I wrote about the effect of salt on the boiling point of water recently and Sciencebase reader Derek Burney asked why cooks use salt when boiling vegetables, for instance, if the effect on boiling point and so cooking times is so minimal, as I explained.
Well, the small amount of salt (sodium chloride) added to food has very, very little effect on the boiling point and so really does not affect how quickly the food cooks. The fundamental reason we like to cook with salt is that salt has not only its own taste, but also interferes with the bitter-taste receptors on the tongue, essentially blocking them temporarily and so masking the taste of any bitter compounds in the food you eat, therefore emphasising any sweet tastes. It really is purely there as a flavour enhancer. Try it with some raw lettuce, eat a leaf raw and concentrate on the bitterness. Then sprinkle on some salt and eat the second leaf, besides the taste of the salt, you will notice it actually tastes sweeter.

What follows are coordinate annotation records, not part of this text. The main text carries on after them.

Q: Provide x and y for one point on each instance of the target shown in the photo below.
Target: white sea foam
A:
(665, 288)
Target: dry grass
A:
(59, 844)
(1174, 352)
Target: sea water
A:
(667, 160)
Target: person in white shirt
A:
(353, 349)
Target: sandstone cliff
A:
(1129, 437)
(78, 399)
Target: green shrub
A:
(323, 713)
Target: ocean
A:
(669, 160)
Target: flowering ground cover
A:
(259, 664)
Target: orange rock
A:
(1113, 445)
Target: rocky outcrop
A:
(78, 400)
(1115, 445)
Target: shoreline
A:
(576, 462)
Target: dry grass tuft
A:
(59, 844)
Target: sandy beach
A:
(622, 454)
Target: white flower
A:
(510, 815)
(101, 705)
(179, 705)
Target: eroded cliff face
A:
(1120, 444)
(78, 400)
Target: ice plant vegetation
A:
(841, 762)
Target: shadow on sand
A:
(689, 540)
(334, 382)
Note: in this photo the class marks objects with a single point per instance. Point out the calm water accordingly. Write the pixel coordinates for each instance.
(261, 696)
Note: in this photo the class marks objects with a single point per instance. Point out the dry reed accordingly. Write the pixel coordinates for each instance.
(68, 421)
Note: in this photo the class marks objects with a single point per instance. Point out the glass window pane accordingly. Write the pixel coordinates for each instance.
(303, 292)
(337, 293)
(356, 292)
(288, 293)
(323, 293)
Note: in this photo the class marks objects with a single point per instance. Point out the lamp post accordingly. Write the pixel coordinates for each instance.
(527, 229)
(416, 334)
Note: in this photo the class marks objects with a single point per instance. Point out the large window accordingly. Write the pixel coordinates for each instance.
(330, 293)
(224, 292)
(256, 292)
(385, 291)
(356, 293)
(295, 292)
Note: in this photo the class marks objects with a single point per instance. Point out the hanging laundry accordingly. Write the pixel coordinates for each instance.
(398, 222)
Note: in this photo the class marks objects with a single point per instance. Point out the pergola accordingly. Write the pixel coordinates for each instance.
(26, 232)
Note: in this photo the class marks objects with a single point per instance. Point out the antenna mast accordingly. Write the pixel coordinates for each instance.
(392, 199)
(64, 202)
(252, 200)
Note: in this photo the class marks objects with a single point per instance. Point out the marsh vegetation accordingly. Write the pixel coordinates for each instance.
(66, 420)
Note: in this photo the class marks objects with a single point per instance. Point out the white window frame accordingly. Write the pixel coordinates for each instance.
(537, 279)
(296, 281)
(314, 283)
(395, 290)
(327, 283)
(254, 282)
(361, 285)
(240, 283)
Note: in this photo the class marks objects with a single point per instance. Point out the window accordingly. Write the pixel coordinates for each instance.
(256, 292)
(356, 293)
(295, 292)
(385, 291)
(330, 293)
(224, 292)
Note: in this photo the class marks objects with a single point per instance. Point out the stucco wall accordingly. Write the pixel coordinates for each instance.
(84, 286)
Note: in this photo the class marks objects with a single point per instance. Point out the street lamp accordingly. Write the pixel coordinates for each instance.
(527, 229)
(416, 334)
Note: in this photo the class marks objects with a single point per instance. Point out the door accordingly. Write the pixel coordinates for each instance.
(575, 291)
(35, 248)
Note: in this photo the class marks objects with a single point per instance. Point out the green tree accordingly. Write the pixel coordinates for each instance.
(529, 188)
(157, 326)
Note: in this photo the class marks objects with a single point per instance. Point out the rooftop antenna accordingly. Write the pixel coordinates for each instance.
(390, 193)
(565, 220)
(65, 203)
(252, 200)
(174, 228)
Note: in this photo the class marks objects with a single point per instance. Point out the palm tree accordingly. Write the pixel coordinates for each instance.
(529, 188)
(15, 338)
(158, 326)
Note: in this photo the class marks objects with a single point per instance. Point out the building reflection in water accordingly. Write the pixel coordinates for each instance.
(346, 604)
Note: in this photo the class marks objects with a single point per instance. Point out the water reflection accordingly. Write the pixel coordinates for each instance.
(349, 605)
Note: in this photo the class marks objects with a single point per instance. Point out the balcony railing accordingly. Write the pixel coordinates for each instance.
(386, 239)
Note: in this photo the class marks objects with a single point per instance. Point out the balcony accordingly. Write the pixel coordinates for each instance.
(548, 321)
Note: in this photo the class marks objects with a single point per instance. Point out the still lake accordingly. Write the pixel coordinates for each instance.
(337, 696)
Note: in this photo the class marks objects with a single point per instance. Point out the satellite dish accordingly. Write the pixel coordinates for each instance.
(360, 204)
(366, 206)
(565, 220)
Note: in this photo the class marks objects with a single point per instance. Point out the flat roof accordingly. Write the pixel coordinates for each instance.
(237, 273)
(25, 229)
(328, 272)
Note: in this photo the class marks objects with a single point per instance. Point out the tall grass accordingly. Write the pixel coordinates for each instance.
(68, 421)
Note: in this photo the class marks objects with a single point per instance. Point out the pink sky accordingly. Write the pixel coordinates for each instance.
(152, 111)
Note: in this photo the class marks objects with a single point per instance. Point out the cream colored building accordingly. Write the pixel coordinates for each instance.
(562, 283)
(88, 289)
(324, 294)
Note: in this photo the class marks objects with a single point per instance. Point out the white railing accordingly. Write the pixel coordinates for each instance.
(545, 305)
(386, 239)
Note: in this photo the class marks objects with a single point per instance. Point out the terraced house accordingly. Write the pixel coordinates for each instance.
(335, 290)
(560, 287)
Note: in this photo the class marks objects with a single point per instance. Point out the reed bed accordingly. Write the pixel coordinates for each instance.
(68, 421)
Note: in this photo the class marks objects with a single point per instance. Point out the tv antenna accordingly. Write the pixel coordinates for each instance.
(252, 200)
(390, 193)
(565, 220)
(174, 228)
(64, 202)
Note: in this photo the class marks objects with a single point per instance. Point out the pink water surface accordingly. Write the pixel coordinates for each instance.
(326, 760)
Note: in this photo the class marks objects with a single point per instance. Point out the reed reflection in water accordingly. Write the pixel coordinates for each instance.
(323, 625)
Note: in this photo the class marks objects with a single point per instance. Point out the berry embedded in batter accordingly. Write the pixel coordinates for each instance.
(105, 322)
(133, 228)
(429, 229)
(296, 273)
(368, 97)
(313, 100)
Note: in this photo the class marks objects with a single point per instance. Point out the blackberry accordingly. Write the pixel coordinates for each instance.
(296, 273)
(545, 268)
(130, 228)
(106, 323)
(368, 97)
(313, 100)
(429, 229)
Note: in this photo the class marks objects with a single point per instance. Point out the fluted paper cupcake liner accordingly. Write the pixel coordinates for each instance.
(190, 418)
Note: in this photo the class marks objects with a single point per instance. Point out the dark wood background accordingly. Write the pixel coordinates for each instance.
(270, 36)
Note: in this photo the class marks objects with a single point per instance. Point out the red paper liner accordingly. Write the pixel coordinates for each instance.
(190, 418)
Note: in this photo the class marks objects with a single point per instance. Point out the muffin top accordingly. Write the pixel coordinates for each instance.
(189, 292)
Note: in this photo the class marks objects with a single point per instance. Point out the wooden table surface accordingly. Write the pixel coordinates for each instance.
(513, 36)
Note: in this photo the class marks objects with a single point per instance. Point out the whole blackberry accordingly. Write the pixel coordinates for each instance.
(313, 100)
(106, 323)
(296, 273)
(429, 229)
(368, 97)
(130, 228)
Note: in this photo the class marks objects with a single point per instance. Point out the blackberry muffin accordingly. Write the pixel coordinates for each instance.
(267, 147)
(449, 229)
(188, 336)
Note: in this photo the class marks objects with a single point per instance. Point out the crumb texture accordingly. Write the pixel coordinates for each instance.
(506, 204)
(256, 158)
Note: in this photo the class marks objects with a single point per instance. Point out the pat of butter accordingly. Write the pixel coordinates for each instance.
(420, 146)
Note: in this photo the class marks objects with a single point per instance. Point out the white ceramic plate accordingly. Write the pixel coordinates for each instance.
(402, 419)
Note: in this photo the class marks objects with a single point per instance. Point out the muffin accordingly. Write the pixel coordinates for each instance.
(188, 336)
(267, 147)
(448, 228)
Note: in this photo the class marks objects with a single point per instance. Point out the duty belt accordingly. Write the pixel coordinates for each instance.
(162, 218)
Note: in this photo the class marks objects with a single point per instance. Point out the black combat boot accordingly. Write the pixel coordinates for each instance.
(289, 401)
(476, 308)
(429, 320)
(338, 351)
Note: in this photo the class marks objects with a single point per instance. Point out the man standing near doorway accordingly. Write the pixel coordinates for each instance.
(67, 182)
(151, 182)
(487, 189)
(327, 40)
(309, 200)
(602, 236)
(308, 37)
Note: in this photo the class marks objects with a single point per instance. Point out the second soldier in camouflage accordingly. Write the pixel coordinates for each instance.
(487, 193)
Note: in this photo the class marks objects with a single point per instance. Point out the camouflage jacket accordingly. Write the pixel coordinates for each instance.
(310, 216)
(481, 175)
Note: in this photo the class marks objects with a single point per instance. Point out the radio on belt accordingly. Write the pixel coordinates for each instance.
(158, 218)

Given how bitter and downright nasty some vegetables can taste raw – think Brussels sprouts, spring cabbage, turnip – and perhaps more so in days gone by when quality may have been even lower, it is easy to see why adding salt to the cooking pot would have become standard practice.
This was covered in New Scientist a while back. The sodium salt of the glutamic acid, commonly known as MSG (monosodium glutamate) does even more, it has the bitter-blocking sodium ions. It adds a frissant through the stimulating “deliciousness” (umami, in Japanese, from the word for savoury) of the glutamate. Some research indicates that there are umami receptors on the tongue representing a fifth taste sensation alongside bitter, sweet, salt, and sour. Different research again adds a sixth taste sensation to our tongues, claiming a receptor for fatty acids.
Given the highly stimulating effects of salt (as taste and bitter blocker), MSG, and fat (in the form of fatty acids) on our tongues it is perhaps no surprise then that salt-laden fatty foods taste so delicious.